A candy-coloured boarding school caper which elevates queer joy and whimsy, but underscored by bite and depth, screening at this year's BFI Flare: London LGBTQIA+ Film Festival

By Jamie Tabberer

Esihle Ndleleni in Black Burns Fast at school with hearts in her eyes, denoted via handheld props: sticks with hearts on the end
Esihle Ndleleni in Black Burns Fast (Image: Press)

Unpopular opinion: I may be the only LGBTQ journalist alive who doesn’t love Heartstopper. The lovely Love, Simon and the frothy Sex Education, with its bawdy, sexually honest edge, were the balm I needed after decades of LGBTQ content steeped in sorrow. Although Heartstopper defined the shift, it was always a little too idealised for this writer, teasing an adolescence unrecognisable to most queer people over 30.

If it was fleetingly true to life for some, I fear it’s now already a time capsule – if rarified parts of the world did reach safer-than-ever status for young queers between Trump terms, then, in the UK at least, with the rise of Reform, that world of possibility already feels painfully out of reach.

Teen comedy Black Burns Fast, with its high velocity feel-good factor and stylistic gloss, is the new tonic we need. It made me laugh out loud in its first 30 seconds. It’s a flighty, silly, absurdly funny and fairly simple story about a schoolgirl coming out as gay. But it resists the twee and serves socially conscious bite in spades.

It is saturated not only with hand-drawn Heartstopper-style doodles, but also with charmingly rudimentary special effects and physical props, like when 17-year-old Luthando (a vivacious Esihle Ndleleni) clocks the object of her lesbian affection in class, and literal props – handheld hearts on sticks – obscure her eyes.

a still from Black Burns Fast, showing cast members dressed in black at a funeral

Black Burns Fast immerses us so completely in the socially complex soap opera of a well-to-do all-girls boarding school in South Africa that the camera feels like another character through whose eyes we see events unfold. Pushing youthful energy ever skywards, the performances from the young cast are uniformly bold.
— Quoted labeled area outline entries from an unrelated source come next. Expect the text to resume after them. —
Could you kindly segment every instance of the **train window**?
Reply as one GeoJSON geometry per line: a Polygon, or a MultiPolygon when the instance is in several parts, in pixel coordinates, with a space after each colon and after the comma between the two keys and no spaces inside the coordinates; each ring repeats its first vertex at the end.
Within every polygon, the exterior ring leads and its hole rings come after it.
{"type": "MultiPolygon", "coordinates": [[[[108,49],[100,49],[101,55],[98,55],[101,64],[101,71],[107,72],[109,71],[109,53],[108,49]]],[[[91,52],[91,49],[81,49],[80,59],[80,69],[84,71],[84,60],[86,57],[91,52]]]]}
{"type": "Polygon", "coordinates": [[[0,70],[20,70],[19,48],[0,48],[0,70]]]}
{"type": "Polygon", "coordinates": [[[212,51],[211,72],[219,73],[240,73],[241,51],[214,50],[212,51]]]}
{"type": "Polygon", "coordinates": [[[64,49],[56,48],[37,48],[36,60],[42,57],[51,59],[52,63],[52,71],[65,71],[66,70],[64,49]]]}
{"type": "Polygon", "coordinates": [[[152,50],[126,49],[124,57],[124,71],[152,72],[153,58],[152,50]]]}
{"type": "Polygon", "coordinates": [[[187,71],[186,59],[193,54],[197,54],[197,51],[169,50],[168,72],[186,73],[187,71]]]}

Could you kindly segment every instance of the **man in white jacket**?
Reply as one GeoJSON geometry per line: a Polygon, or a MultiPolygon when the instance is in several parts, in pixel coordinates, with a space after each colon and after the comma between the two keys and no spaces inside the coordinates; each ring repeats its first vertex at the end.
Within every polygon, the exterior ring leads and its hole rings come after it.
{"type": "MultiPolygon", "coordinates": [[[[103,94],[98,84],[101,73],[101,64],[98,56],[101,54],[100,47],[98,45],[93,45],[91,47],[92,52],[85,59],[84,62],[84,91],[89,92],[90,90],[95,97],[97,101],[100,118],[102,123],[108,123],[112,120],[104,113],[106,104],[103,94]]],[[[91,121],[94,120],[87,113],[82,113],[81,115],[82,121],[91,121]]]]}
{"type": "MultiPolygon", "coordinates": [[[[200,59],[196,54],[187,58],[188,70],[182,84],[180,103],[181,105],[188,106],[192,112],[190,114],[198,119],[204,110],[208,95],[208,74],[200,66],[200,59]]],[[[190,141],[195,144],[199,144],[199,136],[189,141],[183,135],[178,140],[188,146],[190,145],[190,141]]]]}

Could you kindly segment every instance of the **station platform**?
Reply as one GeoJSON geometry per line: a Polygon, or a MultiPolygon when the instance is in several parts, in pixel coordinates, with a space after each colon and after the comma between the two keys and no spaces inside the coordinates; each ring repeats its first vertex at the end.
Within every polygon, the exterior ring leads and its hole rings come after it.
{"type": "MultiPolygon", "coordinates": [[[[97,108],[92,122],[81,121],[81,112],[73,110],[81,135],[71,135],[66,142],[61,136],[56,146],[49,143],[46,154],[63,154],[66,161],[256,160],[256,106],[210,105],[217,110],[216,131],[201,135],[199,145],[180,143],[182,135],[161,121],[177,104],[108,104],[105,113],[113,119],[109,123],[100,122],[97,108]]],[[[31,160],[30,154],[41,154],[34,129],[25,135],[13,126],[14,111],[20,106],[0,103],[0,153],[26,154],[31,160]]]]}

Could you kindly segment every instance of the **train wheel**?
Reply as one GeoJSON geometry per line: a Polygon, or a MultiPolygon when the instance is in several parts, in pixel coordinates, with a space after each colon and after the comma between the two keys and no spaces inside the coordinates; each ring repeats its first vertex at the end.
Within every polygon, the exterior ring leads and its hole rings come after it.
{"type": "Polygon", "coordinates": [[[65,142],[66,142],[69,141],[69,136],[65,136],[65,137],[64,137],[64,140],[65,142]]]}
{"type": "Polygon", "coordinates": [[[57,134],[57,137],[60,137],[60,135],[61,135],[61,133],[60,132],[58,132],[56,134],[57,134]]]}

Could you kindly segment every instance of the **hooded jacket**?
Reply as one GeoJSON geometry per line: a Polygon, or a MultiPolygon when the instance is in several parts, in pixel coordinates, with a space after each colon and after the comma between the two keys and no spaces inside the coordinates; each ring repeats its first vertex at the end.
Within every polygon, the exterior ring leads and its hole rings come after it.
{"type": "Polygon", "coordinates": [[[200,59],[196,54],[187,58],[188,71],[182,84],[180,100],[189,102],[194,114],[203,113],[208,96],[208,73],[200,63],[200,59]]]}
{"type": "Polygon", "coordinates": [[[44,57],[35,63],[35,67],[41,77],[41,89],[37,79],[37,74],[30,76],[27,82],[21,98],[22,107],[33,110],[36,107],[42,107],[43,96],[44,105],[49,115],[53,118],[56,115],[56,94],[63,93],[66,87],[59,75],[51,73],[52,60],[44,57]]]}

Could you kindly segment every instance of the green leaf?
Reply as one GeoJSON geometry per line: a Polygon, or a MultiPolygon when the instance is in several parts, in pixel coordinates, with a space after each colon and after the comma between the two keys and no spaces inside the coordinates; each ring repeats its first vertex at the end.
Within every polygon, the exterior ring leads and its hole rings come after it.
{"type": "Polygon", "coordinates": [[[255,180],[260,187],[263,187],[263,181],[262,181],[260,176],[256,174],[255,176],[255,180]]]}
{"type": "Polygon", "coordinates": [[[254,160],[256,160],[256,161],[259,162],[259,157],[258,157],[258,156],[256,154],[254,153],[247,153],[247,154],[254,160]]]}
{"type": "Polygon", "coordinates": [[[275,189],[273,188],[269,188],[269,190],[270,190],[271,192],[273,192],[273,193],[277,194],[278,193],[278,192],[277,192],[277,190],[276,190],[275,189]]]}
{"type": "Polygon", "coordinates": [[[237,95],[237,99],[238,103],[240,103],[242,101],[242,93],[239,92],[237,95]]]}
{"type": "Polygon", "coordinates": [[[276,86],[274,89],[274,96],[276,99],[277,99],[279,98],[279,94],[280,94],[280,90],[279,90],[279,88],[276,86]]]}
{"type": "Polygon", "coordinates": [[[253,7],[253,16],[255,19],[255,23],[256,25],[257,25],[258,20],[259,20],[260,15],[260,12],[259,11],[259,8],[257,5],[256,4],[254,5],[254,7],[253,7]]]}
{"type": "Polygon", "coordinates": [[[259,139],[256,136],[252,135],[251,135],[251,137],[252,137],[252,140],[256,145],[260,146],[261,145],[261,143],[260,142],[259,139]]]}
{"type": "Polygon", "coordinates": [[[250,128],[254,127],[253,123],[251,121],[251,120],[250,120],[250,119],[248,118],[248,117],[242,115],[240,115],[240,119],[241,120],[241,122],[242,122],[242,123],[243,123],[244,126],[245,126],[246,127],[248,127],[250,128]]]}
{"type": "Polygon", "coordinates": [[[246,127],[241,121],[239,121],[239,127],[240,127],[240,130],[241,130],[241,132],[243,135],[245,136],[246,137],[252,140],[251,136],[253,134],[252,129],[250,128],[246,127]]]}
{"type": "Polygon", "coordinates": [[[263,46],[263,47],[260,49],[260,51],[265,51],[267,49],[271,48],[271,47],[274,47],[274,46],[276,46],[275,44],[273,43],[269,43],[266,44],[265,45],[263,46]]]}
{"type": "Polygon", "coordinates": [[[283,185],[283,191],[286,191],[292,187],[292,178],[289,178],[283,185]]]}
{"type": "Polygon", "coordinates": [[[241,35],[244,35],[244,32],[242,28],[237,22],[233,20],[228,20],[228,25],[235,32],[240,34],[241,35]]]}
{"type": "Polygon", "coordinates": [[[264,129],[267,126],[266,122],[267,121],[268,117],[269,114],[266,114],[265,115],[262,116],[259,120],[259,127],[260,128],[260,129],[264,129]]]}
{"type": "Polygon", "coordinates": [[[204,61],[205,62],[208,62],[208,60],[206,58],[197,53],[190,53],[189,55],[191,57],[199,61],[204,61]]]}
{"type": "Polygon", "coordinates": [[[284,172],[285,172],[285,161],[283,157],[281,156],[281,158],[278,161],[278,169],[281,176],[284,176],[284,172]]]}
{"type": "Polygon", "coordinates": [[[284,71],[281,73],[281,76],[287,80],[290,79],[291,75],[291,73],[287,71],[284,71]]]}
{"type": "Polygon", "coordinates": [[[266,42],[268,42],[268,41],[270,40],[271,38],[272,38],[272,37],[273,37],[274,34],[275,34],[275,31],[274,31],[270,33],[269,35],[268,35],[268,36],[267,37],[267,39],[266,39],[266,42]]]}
The loveliest element is the gang of vivacious girlies, all bursting with confidence, who support Luthando through her coming-out journey. They seem to feed off each other’s energy, becoming more than the sum of their parts, demonstrating for young viewers in Africa and beyond the sometimes life-saving power of community as safety net. If there are a few too many characters to keep track of, I don’t know who you’d lose, and if the joyful Khensani Khoza stands out from the crowd, it’s as a leader – a force to be reckoned with – rather than a queen bee.

Luthando, and indeed all the girls, need each other’s support, and not only because of gossiping classmates, problematic but grotesquely funny teachers and wily boys. (“Bitches love romance!” declares one.) It’s the religious undercurrent of Catholicism that most shapes the story both at school and at home.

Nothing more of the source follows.